まゲームメカニクスっぽくいうと、バトロワはさ。どんな戦い方したっていいのよ。鉄いっぱい集めて鉄塔建てたりさ、ピストルだけでスニークしてもさ。多分どっちも死ぬけどまあでもさ、それもいいじゃんどうせ勝つのは一人なんだから。そういう勝ちへのこだわりなくても遊べるデザインの緩さが色んなプレイヤーが存在していいっていう空間になってるんだじゃないかな?ストⅢにそんな空気なかったべ。だから廃れたし、だから愛されてるともうけど。あとはまあ、マルチプラットホーム間でのマッチングとかは結構驚きの多様性だよね。そこを許す緩さ。多様性には適度な緩さが必要なんだよな。
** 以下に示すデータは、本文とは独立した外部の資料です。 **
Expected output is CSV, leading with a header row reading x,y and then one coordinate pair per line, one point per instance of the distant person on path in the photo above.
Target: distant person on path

ダイバーシティとかにも必要なのは緩さ、この日本...世界にひつよ...

もういいや、フォートナイトやろうよ、とにかく。

最後の引用だよ。

あらゆる人生は、それぞれ一箇の百科全書、図書館、物品目録、文体の標本集なのであって、そのなかではたえずすべてが混ぜ返され、あらん限りのやり方で並べ替えられて いるということもあり得るのです。

サンキュー、イタロ。オブリガード。グッナイ。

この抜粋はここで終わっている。